The Reno Gazette Journal reported recently that “43.2 percent of apartment hunters who reside in Reno-Sparks are looking to move to a different city,” higher than the national average of 29 percent. Tesla, Switch and other subsidized corporations have brought thousands of new residents to the Truckee Meadows along with surging rents, driving many local families downward in the housing market, effectively diminishing their quality of life while business boosters brag about their new wealth.

Everyone sees the problem, but those benefiting from Nevada’s corporate welfare claim the market will respond while also demanding even more tax credits or the elimination of sewer and impact fees as the price of their participation in building affordable housing instead of the more lucrative luxury housing aimed at the higher-income new residents.

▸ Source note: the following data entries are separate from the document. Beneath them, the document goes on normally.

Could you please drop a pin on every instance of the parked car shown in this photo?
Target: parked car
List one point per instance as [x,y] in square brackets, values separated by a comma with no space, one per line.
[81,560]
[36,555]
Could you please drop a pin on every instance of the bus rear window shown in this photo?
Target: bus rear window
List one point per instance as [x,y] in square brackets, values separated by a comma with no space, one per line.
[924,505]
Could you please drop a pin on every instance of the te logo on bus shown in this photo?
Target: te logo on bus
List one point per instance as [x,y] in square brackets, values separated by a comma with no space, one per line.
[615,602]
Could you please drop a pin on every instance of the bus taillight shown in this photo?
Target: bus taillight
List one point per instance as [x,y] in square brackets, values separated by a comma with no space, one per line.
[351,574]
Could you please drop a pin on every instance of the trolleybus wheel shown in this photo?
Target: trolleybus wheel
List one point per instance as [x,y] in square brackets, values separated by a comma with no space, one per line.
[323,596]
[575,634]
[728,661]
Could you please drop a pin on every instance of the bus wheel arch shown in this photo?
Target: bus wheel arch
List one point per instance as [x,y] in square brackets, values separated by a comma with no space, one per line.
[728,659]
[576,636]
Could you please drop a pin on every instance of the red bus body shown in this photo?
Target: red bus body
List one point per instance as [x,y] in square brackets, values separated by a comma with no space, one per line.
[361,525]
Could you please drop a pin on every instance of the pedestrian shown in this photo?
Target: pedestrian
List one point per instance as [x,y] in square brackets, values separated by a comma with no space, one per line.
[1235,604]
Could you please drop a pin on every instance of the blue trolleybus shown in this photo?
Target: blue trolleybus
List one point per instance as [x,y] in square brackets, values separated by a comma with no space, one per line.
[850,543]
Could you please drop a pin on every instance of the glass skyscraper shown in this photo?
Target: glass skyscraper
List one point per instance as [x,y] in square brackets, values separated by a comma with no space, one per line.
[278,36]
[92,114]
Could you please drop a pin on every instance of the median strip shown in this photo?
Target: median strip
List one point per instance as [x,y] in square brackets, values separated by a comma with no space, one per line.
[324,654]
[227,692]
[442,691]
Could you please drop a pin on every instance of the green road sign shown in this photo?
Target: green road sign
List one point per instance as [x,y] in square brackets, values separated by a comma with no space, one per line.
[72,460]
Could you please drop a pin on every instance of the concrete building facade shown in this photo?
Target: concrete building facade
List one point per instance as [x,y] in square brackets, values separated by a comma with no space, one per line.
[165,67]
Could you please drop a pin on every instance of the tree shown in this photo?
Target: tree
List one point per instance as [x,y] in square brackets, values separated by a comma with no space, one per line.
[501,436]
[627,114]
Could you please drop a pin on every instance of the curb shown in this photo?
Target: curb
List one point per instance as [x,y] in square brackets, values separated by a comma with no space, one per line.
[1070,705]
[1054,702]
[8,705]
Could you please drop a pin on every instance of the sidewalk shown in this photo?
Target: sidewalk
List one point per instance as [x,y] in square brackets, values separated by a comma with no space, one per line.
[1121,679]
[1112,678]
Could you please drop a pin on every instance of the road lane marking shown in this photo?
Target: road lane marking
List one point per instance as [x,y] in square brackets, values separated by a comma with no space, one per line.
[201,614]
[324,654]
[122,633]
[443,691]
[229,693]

Local and state government aren’t doing much to solve a crisis they created by giving away our taxes to attract corporations who hold us hostage to the promise of new jobs, offering platitudes and vague promises instead of engaging in a serious discussion about protecting tenants from no-cause evictions and huge rent increases or funding a serious expansion of affordable housing.

We need bold political leadership focused on helping those drowning in the quicksand of unbridled growth coupled with unsurpassed income inequality. Oregon’s legislature passed a mandatory rent control bill this year, limiting rent increases to no more than 7 percent, once a year. The legislation was pushed by tenant advocacy groups across the state, fueled by personal experience of skyrocketing rents, no-cause evictions and housing shortages.

In Southern Nevada, Clark County Commissioners are funneling $12 million a year from their marijuana licensing fund towards an array of housing solutions, from youth shelters to rapid rehousing of evicted families. The county plans to start building its own affordable housing units and fund renovations of existing housing stock while expanding mobile crisis intervention teams and community case managers to relocate people using a “housing first” model.

Back in Reno, you don’t have to look much beyond your local coffee shop to see the suffering. A friend of mine relayed his encounter with one family whose members congregate at his neighborhood Starbucks during evening hours to use the free Wi-Fi and recharge phones while the kids use the restroom to get ready for another night sleeping in the family car. Both parents work but were forced out of their 2-bedroom apartment recently when their rent increased by $600 to $1700 a month. They don’t have time to wait for one of the 600 affordable apartments the $10 million in tax credits approved by the Legislature is expected to produce statewide or a subsidized housing voucher that wouldn’t be enough to rent an apartment anyway. At this point, they might be better off moving to Las Vegas.

Reno needs an activist tenant association to harness the collective anger of our community and turn it into political power, becoming just as aggressive as the Nevada Association of Realtors—a group that argued vehemently in the legislature against the mildest movement towards balancing Nevada’s landlord-tenant laws. Furious renters have power, but only if they’re organized and ready to fight for their rights. Reno is their home too.